No matter how hard I try, this movie has always put me to sleep. I had to watch it in sections.
George C. Scott is great as the god-fearing soldier-slapping Patton. He's gruff, tough and profane. What I found most interesting, though, was the scene where the Nazis dissected his personality, calling him a 16th century man, who would be confounded by 20th century military strategy.
"No bastard ever won a war by dying for his country. He won it by making the other poor, dumb bastard die for his country." Well, yeah.
"...Americans have never lost and will never lose a war." A fascinating quote for two reasons.
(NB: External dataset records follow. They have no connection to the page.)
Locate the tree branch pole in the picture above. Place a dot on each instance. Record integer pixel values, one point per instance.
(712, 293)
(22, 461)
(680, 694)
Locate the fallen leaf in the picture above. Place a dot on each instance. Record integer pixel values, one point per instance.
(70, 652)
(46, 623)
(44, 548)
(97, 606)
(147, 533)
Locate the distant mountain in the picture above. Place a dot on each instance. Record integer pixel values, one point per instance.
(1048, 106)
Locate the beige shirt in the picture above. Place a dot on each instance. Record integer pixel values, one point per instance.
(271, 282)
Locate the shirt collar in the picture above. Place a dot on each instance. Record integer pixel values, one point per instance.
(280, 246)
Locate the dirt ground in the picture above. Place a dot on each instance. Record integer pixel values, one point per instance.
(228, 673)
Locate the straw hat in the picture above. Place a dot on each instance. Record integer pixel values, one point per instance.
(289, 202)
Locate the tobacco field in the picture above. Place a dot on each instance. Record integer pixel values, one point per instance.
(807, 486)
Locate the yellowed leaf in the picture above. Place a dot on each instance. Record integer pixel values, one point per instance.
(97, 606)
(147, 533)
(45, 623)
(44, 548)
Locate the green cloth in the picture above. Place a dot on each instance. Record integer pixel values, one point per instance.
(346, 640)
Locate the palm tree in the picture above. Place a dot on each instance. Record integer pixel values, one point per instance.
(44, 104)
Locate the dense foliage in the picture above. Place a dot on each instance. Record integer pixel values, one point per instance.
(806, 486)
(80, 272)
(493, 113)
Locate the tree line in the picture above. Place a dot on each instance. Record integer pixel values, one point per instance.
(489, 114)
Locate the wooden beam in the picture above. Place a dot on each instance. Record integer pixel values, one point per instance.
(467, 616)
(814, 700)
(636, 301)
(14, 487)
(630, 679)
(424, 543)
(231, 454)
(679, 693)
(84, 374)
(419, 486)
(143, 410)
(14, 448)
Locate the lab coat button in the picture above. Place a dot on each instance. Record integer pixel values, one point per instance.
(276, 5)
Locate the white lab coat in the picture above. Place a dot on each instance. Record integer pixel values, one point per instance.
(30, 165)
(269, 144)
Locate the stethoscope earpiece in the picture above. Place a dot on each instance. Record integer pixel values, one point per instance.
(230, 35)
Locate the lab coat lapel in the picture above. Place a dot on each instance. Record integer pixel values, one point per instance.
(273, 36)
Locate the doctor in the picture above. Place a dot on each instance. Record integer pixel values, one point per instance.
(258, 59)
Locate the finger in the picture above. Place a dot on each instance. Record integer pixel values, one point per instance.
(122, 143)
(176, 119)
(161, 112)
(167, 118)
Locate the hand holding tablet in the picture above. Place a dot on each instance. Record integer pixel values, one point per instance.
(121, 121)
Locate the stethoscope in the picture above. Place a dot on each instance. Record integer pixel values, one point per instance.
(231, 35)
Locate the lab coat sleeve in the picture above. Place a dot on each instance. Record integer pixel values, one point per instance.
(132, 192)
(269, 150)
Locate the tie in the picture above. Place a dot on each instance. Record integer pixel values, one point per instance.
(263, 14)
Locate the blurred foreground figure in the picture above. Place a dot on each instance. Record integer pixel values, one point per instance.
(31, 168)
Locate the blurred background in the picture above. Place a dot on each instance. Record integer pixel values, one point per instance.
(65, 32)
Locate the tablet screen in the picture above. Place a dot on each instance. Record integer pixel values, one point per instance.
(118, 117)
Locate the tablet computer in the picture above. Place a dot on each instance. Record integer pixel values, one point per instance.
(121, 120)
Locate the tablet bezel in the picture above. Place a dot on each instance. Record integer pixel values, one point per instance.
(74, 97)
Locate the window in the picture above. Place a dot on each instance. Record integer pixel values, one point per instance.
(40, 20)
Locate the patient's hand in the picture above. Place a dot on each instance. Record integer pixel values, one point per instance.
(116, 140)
First, as Shelby Foote pointed out in Ken Burns' Civil War, "Patton's grandfather was in Lee's Army of Northern Virginia, and he certainly lost a war." I would respond to Mr. Foote, Patton's grandfather wasn't an American at the time.
But the second point is the time period in which this movie was released. 1970, America was at war in Vietnam, and things weren't looking all that great. Patton, standing erect and beribboned before an enormous American flag, speaking confidently of inevitable victory was as much as message to the country as to the soldiers sitting in the audience. In fact, we never see those soldiers, we are those soldiers.
Chaplain: "I don't imagine you have time to read the Bible, do you?"
Patton: "Yes I do. Every goddamn day."
"Rommel, you magnificent bastard, I read your book!"
It's an interesting character study with good cinemetography.